With the central relationships all being handled with a deftness of touch that shows just how far Carney has come as a director since November Afternoon (1996), the movie is free to concentrate on the music. Like all the best musicals, Carney, in collaboration with Gary Clark, has composed a handful of songs that both advance the story and reveal Conor’s developing feelings for Raphina. It’s helpful too that they’re all very well-written, and two songs in particular, The Riddle of the Model and Drive It Like You Stole It, have the potential to find a life for themselves outside the confines of the movie. Make no mistake – and one very poignant ballad aside – these are lively, enjoyable, sing-along tunes that have an infectious glee about them, as if both Carney and his talented cast had decided from the start that melancholy tales of woe and unrequited love weren’t needed at all. And you know, they were right.

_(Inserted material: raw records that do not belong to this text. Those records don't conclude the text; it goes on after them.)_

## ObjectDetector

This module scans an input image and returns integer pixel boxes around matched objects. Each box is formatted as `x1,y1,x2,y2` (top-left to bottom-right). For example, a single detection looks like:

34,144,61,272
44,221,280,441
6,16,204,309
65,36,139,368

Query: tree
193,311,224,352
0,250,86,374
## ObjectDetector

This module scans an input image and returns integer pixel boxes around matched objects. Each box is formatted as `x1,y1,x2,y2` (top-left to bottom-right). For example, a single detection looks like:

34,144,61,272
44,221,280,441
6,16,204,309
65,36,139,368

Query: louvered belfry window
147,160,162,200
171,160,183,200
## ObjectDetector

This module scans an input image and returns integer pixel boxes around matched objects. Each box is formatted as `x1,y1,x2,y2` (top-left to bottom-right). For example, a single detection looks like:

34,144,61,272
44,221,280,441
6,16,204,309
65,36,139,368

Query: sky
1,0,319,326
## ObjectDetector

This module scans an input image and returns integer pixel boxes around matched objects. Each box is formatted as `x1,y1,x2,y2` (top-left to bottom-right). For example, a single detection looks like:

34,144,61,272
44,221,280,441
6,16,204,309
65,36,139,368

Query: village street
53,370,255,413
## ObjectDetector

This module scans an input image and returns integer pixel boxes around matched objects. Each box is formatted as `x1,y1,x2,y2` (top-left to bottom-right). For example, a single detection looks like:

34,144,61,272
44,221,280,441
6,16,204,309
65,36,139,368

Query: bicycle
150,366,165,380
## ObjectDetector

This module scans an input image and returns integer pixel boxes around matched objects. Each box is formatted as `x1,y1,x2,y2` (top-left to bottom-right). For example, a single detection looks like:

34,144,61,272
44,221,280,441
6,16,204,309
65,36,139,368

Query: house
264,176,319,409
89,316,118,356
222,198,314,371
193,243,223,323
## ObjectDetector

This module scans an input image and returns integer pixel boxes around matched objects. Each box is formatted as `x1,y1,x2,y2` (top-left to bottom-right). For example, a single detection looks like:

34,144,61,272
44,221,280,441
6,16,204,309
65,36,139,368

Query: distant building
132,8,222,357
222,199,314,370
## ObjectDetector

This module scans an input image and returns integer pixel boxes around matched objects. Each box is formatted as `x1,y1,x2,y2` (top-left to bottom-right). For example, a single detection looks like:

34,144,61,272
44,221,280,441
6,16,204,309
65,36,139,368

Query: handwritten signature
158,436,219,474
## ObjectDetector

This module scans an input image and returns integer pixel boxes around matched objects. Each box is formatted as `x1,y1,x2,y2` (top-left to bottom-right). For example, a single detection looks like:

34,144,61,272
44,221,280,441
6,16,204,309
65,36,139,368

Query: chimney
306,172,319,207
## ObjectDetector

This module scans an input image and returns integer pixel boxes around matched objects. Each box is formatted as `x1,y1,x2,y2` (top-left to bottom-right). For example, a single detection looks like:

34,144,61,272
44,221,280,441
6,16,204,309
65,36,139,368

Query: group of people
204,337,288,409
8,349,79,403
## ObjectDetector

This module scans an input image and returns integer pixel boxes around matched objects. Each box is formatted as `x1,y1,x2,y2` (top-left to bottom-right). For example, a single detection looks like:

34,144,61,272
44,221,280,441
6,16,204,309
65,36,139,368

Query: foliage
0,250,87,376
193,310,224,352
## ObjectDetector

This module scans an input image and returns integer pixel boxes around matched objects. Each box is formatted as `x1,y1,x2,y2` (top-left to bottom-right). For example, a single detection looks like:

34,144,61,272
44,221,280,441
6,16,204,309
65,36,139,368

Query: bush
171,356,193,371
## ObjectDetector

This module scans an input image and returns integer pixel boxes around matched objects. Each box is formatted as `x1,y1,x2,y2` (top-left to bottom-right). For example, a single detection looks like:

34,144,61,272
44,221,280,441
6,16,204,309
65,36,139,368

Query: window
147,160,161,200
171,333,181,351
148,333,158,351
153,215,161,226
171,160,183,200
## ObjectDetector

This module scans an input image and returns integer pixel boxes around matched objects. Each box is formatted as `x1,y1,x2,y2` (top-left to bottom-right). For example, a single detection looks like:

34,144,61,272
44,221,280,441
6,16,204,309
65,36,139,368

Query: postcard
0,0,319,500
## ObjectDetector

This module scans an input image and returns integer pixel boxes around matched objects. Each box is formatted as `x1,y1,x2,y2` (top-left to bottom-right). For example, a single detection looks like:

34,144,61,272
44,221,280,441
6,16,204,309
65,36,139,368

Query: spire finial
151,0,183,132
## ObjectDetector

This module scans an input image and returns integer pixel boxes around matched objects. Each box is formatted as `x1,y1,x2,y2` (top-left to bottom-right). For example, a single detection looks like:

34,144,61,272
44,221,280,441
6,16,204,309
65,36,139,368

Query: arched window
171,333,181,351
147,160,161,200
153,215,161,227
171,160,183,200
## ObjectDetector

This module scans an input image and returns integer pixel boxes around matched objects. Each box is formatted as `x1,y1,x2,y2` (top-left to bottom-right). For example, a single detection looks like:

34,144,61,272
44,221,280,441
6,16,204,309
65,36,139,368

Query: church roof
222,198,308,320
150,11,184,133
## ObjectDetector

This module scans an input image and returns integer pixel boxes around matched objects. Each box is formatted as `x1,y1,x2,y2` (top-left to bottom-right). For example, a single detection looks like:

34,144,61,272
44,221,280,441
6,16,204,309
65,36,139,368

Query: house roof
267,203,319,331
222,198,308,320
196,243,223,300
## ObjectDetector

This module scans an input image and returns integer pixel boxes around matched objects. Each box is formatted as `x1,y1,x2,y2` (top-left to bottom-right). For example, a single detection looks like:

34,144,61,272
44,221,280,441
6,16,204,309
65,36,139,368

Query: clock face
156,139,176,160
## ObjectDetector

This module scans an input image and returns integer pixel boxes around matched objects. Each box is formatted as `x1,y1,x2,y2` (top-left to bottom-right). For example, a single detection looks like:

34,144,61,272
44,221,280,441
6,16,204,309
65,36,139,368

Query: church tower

Rating: 8/10 – some elements are too familiar from too many other movies to go unnoticed, but Carney imbues these elements with a wistfulness and an enticement that makes Sing Street very hard to resist; with toe-tapping musical numbers and several appealing performances courtesy of its young cast, it’s a movie that deserves a wider audience than it will probably get, and any movie that features a great joke at the expense of Phil Collins can’t be all bad.